Raro que otras crisis de muchísimo interés informativo como los graves incendios forestales de este verano en las proximidades de Madrid capital o la compra oscura y oculta de un inmueble de lujo por 6,3 millones de euros, según desveló una investigación periodística del diario El País, por parte de la Comunidad de Madrid a través de la sociedad mercantil de capital público Planifica Madrid, primero, dizque para uso “temporal” de oficinas, y después, para uso como “residencia oficial”, no haya motivado en AR conexiones urgentes, desde la sierra oeste de Madrid, para el caso de los incendios, o desde el exclusivo sector de Chamberí, para el famoso ático de 485 metros cuadrados que solo permite el uso residencial para particulares. La operación inmobiliaria por la que se niega a dar explicaciones la presidenta de la Comunidad de Madrid, Isabel Díaz Ayuso (PP).
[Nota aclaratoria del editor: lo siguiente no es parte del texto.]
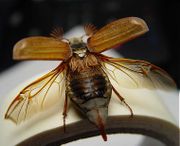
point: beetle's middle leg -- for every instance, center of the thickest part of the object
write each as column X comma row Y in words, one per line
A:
column 122, row 99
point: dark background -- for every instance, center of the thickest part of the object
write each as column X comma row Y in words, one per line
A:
column 23, row 18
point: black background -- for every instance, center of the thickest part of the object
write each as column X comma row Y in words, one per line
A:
column 23, row 18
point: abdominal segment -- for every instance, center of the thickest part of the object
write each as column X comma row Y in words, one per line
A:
column 90, row 91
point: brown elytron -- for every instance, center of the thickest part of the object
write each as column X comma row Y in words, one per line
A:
column 88, row 76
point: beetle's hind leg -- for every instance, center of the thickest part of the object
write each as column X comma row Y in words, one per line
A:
column 122, row 100
column 65, row 112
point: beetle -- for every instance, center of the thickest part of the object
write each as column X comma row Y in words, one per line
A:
column 86, row 74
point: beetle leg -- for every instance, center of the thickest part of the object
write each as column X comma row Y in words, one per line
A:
column 65, row 112
column 123, row 100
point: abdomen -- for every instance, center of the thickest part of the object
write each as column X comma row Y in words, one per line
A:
column 89, row 89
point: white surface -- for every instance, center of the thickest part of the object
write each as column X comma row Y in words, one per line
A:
column 166, row 107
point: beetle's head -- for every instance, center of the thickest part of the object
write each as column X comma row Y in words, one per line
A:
column 78, row 46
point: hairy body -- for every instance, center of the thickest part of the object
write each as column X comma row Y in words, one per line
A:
column 89, row 88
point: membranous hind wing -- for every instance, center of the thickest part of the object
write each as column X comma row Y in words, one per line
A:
column 38, row 95
column 41, row 48
column 116, row 33
column 133, row 74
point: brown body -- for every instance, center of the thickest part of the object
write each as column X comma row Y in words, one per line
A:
column 89, row 88
column 85, row 72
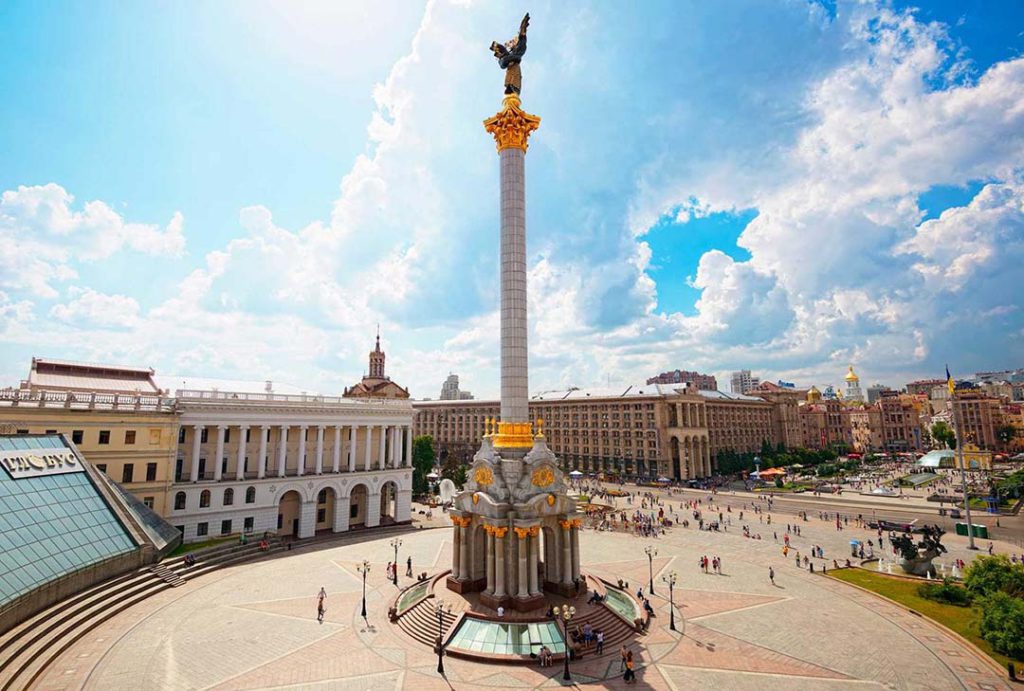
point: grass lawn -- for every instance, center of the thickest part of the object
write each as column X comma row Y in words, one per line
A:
column 965, row 620
column 195, row 547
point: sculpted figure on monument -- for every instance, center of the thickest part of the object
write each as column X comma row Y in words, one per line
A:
column 510, row 54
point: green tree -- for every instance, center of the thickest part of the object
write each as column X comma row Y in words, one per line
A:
column 423, row 462
column 1003, row 623
column 943, row 434
column 995, row 573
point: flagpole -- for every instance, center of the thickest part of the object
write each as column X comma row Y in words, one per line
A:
column 960, row 457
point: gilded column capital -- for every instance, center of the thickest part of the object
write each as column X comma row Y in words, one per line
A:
column 511, row 126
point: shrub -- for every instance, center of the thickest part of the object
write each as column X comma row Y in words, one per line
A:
column 1003, row 623
column 986, row 575
column 945, row 592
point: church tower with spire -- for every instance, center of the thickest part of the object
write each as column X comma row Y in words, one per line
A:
column 376, row 384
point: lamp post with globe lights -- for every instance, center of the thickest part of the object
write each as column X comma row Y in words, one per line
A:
column 651, row 553
column 364, row 568
column 671, row 578
column 565, row 613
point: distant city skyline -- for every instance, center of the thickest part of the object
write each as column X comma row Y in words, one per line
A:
column 803, row 186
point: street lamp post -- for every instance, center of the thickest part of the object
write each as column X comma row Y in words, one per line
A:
column 651, row 553
column 396, row 544
column 671, row 579
column 565, row 614
column 439, row 610
column 364, row 568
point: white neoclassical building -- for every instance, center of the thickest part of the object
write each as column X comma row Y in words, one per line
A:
column 289, row 464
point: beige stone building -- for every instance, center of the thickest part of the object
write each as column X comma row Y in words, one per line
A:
column 647, row 430
column 117, row 418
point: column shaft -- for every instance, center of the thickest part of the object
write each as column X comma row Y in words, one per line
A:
column 283, row 451
column 217, row 463
column 194, row 468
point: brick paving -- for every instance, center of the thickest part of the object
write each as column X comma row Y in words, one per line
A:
column 254, row 625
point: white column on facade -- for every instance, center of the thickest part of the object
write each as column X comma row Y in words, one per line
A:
column 194, row 468
column 491, row 561
column 264, row 431
column 351, row 448
column 456, row 551
column 301, row 463
column 320, row 449
column 535, row 542
column 500, row 564
column 217, row 464
column 283, row 451
column 240, row 463
column 566, row 557
column 336, row 461
column 369, row 448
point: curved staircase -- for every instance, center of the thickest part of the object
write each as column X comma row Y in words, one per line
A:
column 28, row 648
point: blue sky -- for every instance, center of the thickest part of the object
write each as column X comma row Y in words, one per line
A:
column 245, row 189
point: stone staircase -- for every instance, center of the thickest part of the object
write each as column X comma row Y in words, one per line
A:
column 27, row 649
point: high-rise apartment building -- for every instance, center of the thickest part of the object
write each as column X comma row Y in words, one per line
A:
column 742, row 382
column 695, row 379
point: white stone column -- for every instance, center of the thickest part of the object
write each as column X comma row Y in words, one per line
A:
column 264, row 432
column 301, row 463
column 566, row 557
column 534, row 544
column 523, row 589
column 491, row 562
column 283, row 451
column 574, row 537
column 456, row 550
column 336, row 461
column 240, row 463
column 369, row 448
column 500, row 564
column 194, row 468
column 218, row 464
column 320, row 449
column 351, row 448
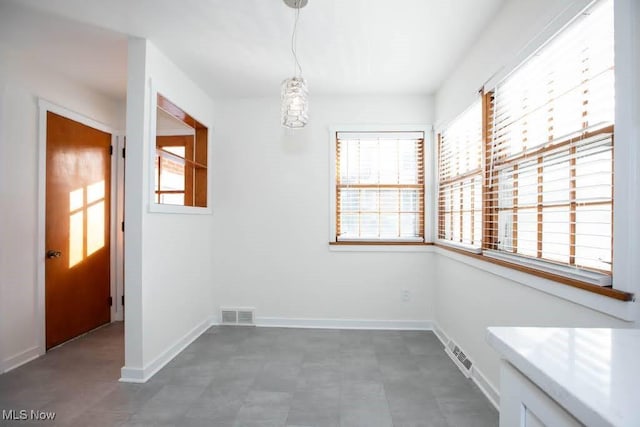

Un perfil de redes sociales lo resumió de forma ingeniosa parodiando con una imagen la reescritura de uno de los libros más vendidos de Fernando Savater. La portada de la obra imaginaria pone: ‘Isabel Díaz Ayuso. Ático para Amador’. Sabemos que la obra del escritor y filósofo ‘Ética para Amador’ está escrita en forma de un diálogo cercano con su hijo cuando el niño tenía 15 años, mientras todavía desconocemos el contenido de la trama del ‘Ático para Amador’, solo, y de momento, que la pareja de la señora Ayuso se llama Alberto González Amador. ¡Venga AR!, hay mucho que contar.